Justyna Kowalczyk (POL) celebrates her victory in the Asiago, Italy city sprint Photo: Fischer/Nordic Focus

Justyna Kowalczyk celebrates her victory in the Asiago, Italy city sprint. The 31-year-old skier suffers from depression, which has resulted in several mental breakdowns. The Polish star also dealt with a miscarriage in May of 2013. (Photo: Fischer/Nordic Focus)

With two Olympic Championships, countless World Cup victories, and limitless admiration from Poland and beyond, Justyna Kowalczyck has led a remarkable life, but even the most remarkable people can suffer from mental illness regardless of the number of podiums they’ve achieved.

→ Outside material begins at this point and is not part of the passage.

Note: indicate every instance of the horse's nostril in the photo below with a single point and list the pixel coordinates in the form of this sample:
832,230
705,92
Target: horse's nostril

The multiple Tour de Ski victor revealed to Polish news organization, Sport.pl, on June 4th that she has been battling severe depression for over a year. The acclaimed skier also suffered a mental breakdown in May of 2013 as a result of a miscarriage at the time.

Throughout the past year she has dealt with constant nausea, fainting spells, fevers over 104 degrees, anxiety, and many sleepless nights. Despite many attempts to quell the effects of her depression, including the use of medication, Kowalczyk has yet to find relief.

Justyna Kowalczyk didn't forget what this felt like, after finishing second in the 30 k classic mass start at the 2013 World Championships in Val di Fiemme, Italy. She went on to win Sunday's Lahti World Cup 10 k classic mass start by more than 23 seconds.

Justyna Kowalczyk after finishing second in the 30 k classic mass start at the 2013 World Championships in Val di Fiemme, Italy. The Polish skier recently revealed her debilitating fight with depression, which has lasted for over a year.

The news came as a shock to many of Kowalczyk’s fans as it had appeared that the 31-year-old exhibited a successful season, especially after garnering her second Olympic victory.

The lack of the ski community’s knowledge involving her condition was not due ignorance or lack of interest. Kowalczyk worked to keep her depression and miscarriage a secret during the 2013/2014 season due to concerns of the stigma surrounding depression and the fact that it was an Olympic year.

“During all this bad time [I was] trying to keep up appearances. Because I was told that [it was] the right thing to do. I pretended to be normal,” said Kowalczyk in her interview with Sport.pl.

However, this spring Kowalczyk decided that she was done hiding her illness, as she was “tired of pretending and lies.” Her motivation behind the public announcement came both from a personal desire to stop burying the truth, but also to help eliminate the negative connotation surrounding mental illness.

“This is also one of the reasons why I decided to tell my story. Because public perception is that depression was a shame… Athlete does not [have] the right to such weakness… Many people see in me a strong girl. They tell me sometimes that [I am] the strongest girl in Poland. If the strongest benefits from the help of specialists, it can and someone else breaks through the shame and benefit either dump the mask and to cleanse,” she said.

Although she contemplated retirement, Kowalczyk has decided to continue skiing in the 2014/2015 season because she believes that training will help fight her depression. The skier hopes that the constant exercise will support her mental health.

“It’s not for a great love of the sport that I’m returning… I’m returning to fight for myself.”

Comments

  1. highstream says:

    I’ve long had the sense from what’s been written and her interviews and actions that she’s a highly sensitive individual, very internally oriented (see Elaine Aron’s work; about 20% of the population genetically are). If so, having to be a public figure and national hero, and all that comes with it, would be psychologically wrenching, quite apart from dealing with emotional issues from growing up (and for a girl in Poland it’s likely there were, in addition to ignorance about sensitivity). Just a matter of time before it all came tumbling down. I wish her well.

  2. Mental health and athletic interact with each other, but one does not cause the other. Only balance leads to mental health.